Collecting Partition Statistics

ANALYZE_STATISTICS_PARTITION collects and aggregates data samples and storage information for a range of partitions in the specified table. Vertica writes the collected statistics to the database catalog.

If you specify multiple partitions, they must be continuous. Different collections can overlap—for example, given partition keys of 1 through 99, successive calls to ANALYZE_STATISTICS_PARTITION can collect statistics for partitions 1-60 and 50-99. Similarly, one collection of statistics can be a subset of an earlier collection. In all cases, Vertica stores only the most recent statistics for each partition range. Thus, given the previous example, Vertica uses only statistics from the second collection for partition keys 50 through 60.

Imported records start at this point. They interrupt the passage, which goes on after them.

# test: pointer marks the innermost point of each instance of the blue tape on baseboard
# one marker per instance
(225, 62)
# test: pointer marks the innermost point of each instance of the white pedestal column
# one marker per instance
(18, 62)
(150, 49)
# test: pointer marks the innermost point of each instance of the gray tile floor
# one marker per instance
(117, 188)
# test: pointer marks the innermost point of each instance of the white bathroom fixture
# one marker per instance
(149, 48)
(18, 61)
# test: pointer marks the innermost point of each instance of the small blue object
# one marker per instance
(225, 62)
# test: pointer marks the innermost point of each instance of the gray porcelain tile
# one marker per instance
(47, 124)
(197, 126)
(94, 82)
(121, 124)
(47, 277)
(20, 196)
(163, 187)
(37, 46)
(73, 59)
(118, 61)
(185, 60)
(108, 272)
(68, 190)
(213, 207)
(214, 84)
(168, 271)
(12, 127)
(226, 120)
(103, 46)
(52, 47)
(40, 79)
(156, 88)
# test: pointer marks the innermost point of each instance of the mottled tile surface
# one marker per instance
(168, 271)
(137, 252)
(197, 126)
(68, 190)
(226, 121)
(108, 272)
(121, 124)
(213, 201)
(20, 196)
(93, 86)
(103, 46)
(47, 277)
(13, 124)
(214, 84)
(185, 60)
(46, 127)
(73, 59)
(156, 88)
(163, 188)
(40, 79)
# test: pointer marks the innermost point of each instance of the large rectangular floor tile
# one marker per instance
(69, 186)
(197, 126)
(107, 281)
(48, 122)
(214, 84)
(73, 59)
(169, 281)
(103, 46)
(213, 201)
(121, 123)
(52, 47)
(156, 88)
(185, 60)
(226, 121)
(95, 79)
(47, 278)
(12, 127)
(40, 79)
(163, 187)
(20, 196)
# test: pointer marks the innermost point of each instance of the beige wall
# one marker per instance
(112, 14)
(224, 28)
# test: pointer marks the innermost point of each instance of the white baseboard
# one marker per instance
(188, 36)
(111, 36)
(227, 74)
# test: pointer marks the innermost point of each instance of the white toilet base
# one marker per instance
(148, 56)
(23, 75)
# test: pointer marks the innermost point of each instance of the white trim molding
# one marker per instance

Narrowing the Collection Scope

Like ANALYZE_STATISTICS, ANALYZE_STATISTICS_PARTITION lets you narrow scope of analysis to a subset of a table's columns. You can also control the size of the data sample that it collects. For details on these options, see Collecting Table Statistics.

Example

The following table stores sales data and is partitioned by order dates:

CREATE TABLE public.store_orders_fact
(
    product_key int,
    product_version int,
    store_key int,
    vendor_key int,
    employee_key int,
    order_number int,
    date_ordered date NOT NULL,
    date_shipped date NOT NULL,
    quantity_ordered int,
    shipper_name varchar(32)
);

ALTER TABLE public.store_orders_fact PARTITION BY date_ordered::DATE GROUP BY CALENDAR_HIERARCHY_DAY(date_ordered::DATE, 2, 2) REORGANIZE;

ALTER TABLE public.store_orders_fact ADD CONSTRAINT fk_store_orders_product FOREIGN KEY (product_key, product_version) references public.product_dimension (product_key, product_version);
ALTER TABLE public.store_orders_fact ADD CONSTRAINT fk_store_orders_vendor FOREIGN KEY (vendor_key) references public.vendor_dimension (vendor_key);
ALTER TABLE public.store_orders_fact ADD CONSTRAINT fk_store_orders_employee FOREIGN KEY (employee_key) references public.employee_dimension (employee_key);

At the end of each business day you might call ANALYZE_STATISTICS_PARTITION and collect statistics on all data of the latest (today's) partition:

=> SELECT ANALYZE_STATISTICS_PARTITION('public.store_orders_fact', CURRENT_DATE::VARCHAR(10), CURRENT_DATE::VARCHAR(10));
 ANALYZE_STATISTICS_PARTITION
------------------------------
                            0
(1 row)

The function produces a set of fresh statistics for the most recent partition in store.store_sales_fact. If you query this table each morning on yesterday's sales, the optimizer uses these statistics to generate an optimized query plan:

=> EXPLAIN SELECT COUNT(*) FROM public.store_orders_fact WHERE date_ordered = CURRENT_DATE-1;

                                           QUERY PLAN
------------------------------------------------------------------------------------------------------------------------
 QUERY PLAN DESCRIPTION:
 ------------------------------

 EXPLAIN SELECT COUNT(*) FROM public.store_orders_fact WHERE date_ordered = CURRENT_DATE-1;

 Access Path:
 +-GROUPBY NOTHING [Cost: 2, Rows: 1] (PATH ID: 1)
 |  Aggregates: count(*)
 |  Execute on: All Nodes
 | +---> STORAGE ACCESS for store_orders_fact [Cost: 1, Rows: 222(PARTITION-LEVEL STATISTICS)] (PATH ID: 2)
 | |      Projection: public.store_orders_fact_v1_b1
 | |      Filter: (store_orders_fact.date_ordered = '2019-04-01'::date)
 | |      Execute on: All Nodes